アランが決めた相手というのに一瞬興味が引かれたものの、多分フランの事だろうとあっさりと流し、あとは自分の知るアランとの違いを埋めるのに精いっぱい。

他クラスとの話し合い、というのは最近ルミニアがやっているようなレキの手合わせを望む生徒への牽制だろうか?

それとも三年生ともなれば他クラスと合同で行う授業があるのかも知れない。


女性問題に関しては、リーニャからそれとなく教わっている。

アランは現時点では王位継承権第一位。

そんなアランと婚姻を結ぶ事が出来れば、それすなわち将来の王妃になれるという事だと。


フランも王族だが継承権は二番目で女の子である。

必ずしも男性が継がなければならないという訳ではないが、アランがいる以上将来的には結婚して場合によっては王宮を出る事になるのだろう。

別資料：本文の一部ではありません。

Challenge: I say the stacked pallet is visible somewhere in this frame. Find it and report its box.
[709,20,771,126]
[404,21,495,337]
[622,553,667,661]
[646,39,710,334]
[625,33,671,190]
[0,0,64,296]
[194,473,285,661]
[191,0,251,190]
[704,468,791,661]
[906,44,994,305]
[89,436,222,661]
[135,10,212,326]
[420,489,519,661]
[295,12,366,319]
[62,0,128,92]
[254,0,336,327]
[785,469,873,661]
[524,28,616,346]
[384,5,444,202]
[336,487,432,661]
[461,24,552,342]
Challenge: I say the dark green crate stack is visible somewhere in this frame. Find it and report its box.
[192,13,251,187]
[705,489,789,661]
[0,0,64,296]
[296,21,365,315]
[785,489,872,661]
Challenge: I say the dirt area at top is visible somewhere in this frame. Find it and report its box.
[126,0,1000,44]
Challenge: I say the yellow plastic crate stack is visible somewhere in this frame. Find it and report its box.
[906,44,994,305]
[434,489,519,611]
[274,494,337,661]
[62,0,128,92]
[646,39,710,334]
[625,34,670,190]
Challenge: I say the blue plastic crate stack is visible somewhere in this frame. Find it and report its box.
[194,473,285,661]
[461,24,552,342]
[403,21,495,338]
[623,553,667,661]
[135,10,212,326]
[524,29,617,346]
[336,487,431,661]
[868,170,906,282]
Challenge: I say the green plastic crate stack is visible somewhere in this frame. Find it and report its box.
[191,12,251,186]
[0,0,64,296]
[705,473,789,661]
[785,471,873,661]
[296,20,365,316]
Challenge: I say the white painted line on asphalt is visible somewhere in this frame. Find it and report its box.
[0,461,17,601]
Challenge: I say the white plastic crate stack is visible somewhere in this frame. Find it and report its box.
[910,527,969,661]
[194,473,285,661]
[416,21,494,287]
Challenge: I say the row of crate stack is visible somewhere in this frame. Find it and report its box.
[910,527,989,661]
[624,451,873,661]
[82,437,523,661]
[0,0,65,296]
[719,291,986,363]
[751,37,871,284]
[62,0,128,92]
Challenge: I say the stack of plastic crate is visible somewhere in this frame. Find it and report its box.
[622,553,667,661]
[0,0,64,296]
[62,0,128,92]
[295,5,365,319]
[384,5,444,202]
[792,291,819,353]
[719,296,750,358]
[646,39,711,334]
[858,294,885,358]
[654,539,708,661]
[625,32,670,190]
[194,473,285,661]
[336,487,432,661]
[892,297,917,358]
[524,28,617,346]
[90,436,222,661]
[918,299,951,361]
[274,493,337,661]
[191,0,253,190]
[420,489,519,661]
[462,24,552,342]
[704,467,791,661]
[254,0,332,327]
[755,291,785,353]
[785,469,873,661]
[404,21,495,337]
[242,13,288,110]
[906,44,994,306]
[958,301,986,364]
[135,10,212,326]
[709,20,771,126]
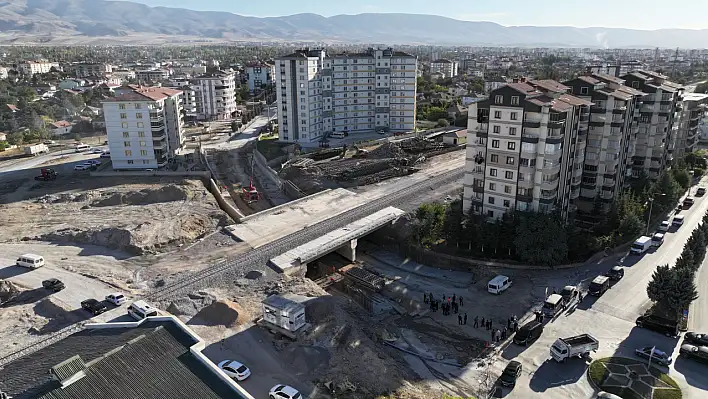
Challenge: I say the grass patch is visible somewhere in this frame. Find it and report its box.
[587,357,682,399]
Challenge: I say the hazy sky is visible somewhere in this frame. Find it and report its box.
[132,0,708,29]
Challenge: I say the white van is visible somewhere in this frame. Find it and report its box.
[15,254,44,269]
[487,275,511,295]
[128,301,158,320]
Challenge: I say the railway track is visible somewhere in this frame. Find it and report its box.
[147,167,464,301]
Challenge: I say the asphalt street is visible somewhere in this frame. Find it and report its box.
[462,178,708,399]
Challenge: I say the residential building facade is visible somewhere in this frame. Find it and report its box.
[103,86,185,169]
[192,70,236,120]
[463,79,591,219]
[430,58,459,78]
[246,62,275,93]
[275,48,418,142]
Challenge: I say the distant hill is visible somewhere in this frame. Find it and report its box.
[0,0,708,48]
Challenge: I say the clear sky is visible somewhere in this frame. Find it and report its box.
[131,0,708,29]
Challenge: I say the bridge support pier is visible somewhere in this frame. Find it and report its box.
[337,238,357,262]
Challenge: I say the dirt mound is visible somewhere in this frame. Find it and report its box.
[190,300,248,328]
[0,280,22,303]
[37,214,217,255]
[91,184,191,207]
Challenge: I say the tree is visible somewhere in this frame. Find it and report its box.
[514,214,568,266]
[647,265,673,303]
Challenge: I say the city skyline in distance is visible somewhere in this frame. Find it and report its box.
[138,0,708,30]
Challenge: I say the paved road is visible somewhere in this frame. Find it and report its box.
[463,178,708,399]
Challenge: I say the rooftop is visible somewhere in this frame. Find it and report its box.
[0,317,249,399]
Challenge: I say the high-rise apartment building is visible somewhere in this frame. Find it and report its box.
[463,79,592,219]
[103,86,185,169]
[275,48,418,142]
[192,70,236,120]
[430,58,459,78]
[563,73,645,219]
[622,70,683,179]
[674,93,708,158]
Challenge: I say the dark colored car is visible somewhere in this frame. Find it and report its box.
[81,299,108,316]
[679,344,708,364]
[605,266,624,281]
[635,316,679,337]
[499,360,521,387]
[514,320,543,345]
[42,278,66,292]
[683,332,708,346]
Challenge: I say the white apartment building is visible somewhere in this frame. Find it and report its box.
[275,48,418,142]
[192,71,236,120]
[246,62,275,93]
[67,63,113,78]
[463,80,591,219]
[430,58,459,78]
[17,61,60,76]
[103,86,185,169]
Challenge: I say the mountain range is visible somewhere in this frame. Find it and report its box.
[0,0,708,48]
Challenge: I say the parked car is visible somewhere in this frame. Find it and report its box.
[499,360,522,387]
[679,344,708,364]
[219,360,251,381]
[683,332,708,346]
[42,278,66,292]
[268,384,302,399]
[634,346,672,366]
[605,266,624,281]
[81,298,108,316]
[106,292,128,306]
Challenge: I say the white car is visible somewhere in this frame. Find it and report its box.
[106,292,128,306]
[268,385,302,399]
[219,360,251,381]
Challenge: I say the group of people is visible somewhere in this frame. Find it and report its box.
[423,292,467,318]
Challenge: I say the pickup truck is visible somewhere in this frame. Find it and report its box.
[551,334,600,362]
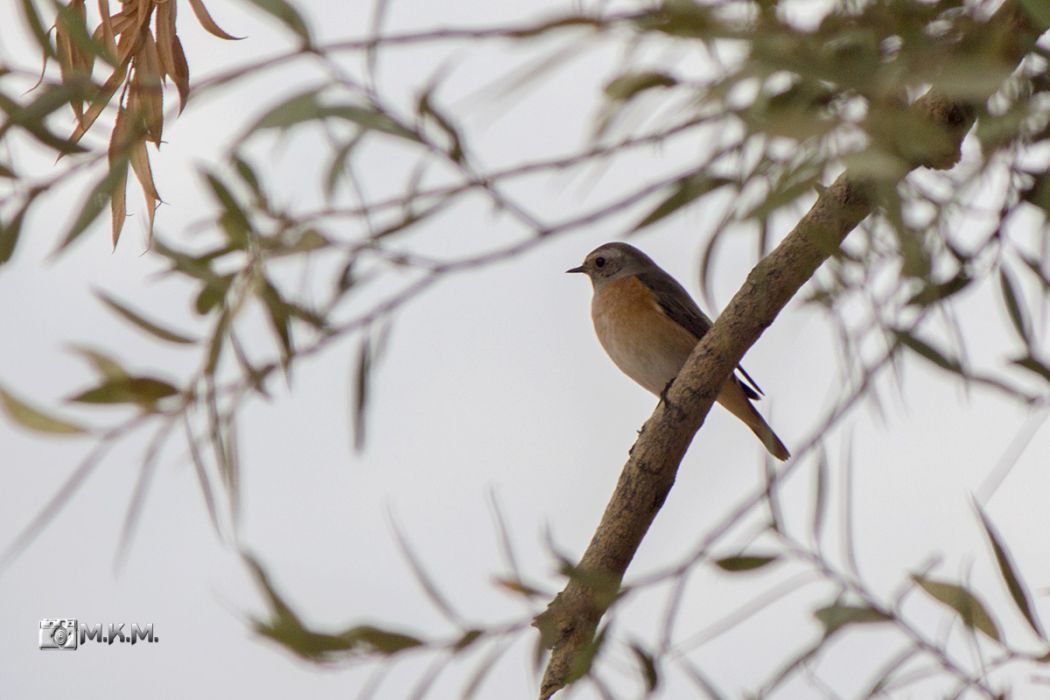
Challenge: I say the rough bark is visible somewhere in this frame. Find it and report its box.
[533,2,1037,700]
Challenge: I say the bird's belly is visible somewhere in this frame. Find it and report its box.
[591,285,697,396]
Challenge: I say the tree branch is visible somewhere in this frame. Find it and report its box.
[533,2,1038,700]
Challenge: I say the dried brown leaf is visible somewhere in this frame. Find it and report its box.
[109,108,138,248]
[131,141,161,240]
[128,31,164,147]
[96,0,117,60]
[69,49,127,143]
[187,0,240,40]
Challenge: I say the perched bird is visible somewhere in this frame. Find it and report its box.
[566,242,791,460]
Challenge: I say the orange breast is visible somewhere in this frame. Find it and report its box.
[591,276,697,395]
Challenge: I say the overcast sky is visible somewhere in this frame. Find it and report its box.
[0,0,1050,700]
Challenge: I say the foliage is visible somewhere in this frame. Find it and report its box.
[0,0,1050,697]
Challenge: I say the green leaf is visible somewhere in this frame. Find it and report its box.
[813,602,891,637]
[631,643,659,693]
[0,194,36,264]
[244,554,423,661]
[193,277,232,316]
[204,172,252,248]
[248,87,419,142]
[321,105,419,142]
[911,574,1002,642]
[1019,0,1050,29]
[896,331,965,375]
[0,386,86,436]
[906,270,973,306]
[95,292,197,345]
[339,624,423,656]
[605,70,678,102]
[69,377,179,407]
[630,172,732,233]
[248,87,323,133]
[416,90,464,163]
[715,554,780,573]
[259,278,293,365]
[999,267,1032,346]
[243,0,311,44]
[453,630,485,652]
[973,502,1047,640]
[69,345,128,380]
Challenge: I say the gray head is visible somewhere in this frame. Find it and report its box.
[565,242,659,290]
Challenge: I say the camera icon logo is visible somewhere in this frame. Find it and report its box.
[40,619,77,650]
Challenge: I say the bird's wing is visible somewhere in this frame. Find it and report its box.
[637,270,763,400]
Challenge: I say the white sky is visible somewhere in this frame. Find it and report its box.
[0,0,1050,699]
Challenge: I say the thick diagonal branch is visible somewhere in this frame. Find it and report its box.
[533,3,1036,700]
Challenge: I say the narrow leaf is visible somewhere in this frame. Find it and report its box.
[897,331,964,375]
[813,603,890,637]
[0,194,36,264]
[186,0,242,40]
[243,0,310,44]
[631,172,731,233]
[631,643,659,693]
[69,345,128,380]
[973,502,1047,640]
[605,70,678,102]
[69,377,179,407]
[911,574,1002,642]
[715,554,779,573]
[53,167,127,255]
[95,292,197,345]
[0,387,86,436]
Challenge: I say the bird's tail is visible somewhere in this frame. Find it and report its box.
[718,377,791,462]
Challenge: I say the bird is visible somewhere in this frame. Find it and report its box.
[566,242,791,461]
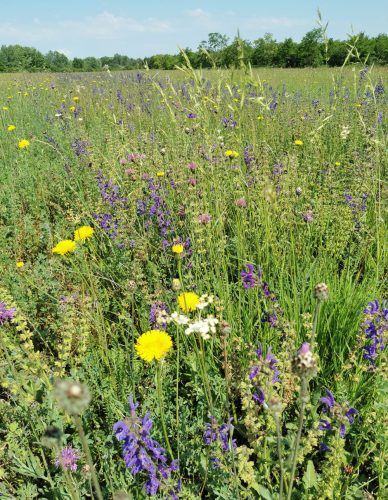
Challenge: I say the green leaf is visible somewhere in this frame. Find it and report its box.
[303,460,317,490]
[250,482,272,500]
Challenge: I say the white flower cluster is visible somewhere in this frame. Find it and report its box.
[185,316,218,340]
[167,295,219,340]
[341,125,350,141]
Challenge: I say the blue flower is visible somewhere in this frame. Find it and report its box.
[113,396,178,496]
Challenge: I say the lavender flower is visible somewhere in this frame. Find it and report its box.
[203,416,237,451]
[113,396,178,496]
[222,115,237,128]
[149,301,169,330]
[249,343,280,384]
[71,139,89,156]
[240,263,257,288]
[363,299,388,367]
[318,389,358,438]
[0,302,16,326]
[54,446,81,472]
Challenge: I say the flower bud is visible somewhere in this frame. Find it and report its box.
[314,283,329,301]
[292,342,318,378]
[171,278,182,292]
[54,380,90,415]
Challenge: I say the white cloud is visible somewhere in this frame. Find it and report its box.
[61,11,170,39]
[187,9,210,17]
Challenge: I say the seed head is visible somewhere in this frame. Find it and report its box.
[54,380,90,415]
[292,342,318,379]
[171,278,182,292]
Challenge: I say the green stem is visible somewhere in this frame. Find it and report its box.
[310,300,321,351]
[287,377,308,500]
[274,413,284,500]
[156,362,174,460]
[73,415,103,500]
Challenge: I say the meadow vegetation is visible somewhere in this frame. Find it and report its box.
[0,60,388,499]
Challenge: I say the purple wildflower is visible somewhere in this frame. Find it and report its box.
[149,300,168,330]
[113,396,178,496]
[252,387,265,405]
[319,389,358,438]
[303,210,314,222]
[0,302,16,326]
[363,299,388,367]
[203,416,237,451]
[240,263,257,288]
[54,446,81,472]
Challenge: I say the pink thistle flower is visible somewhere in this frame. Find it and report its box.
[236,197,247,208]
[197,214,212,224]
[54,446,81,472]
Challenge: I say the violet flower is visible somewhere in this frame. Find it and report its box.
[113,396,178,496]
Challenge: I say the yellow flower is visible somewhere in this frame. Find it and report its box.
[178,292,200,312]
[225,149,240,158]
[18,139,30,149]
[52,240,77,255]
[135,330,172,362]
[74,226,94,241]
[171,243,184,254]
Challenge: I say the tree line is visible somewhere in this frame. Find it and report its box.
[0,28,388,72]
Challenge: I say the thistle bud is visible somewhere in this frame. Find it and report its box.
[314,283,329,302]
[54,380,90,415]
[292,342,318,379]
[171,278,182,292]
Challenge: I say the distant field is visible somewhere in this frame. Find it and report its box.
[0,66,388,500]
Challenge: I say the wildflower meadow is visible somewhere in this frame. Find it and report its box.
[0,60,388,500]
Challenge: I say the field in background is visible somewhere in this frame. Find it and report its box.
[0,67,388,499]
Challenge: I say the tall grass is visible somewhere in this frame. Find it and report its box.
[0,67,387,499]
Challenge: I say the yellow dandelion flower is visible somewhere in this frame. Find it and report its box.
[171,243,184,254]
[18,139,30,149]
[178,292,200,312]
[225,149,240,158]
[135,330,172,363]
[74,226,94,241]
[52,240,77,255]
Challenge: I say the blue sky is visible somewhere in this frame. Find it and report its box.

もちろんそれで王家との繋がりが無くなるわけではないが、アランほどの権力は与えられない。


顔も良く、聞いた限りでは能力も優秀。

そして王族という血筋。

リーニャの言う「優良物件」という奴なのだろう。

そんなアランを狙う女子は、意外と多いようだ。


アランの友人達の語るアラン像と自分の中にあるアラン像がどうにも一致せず、レキは終始首を傾げ続けた。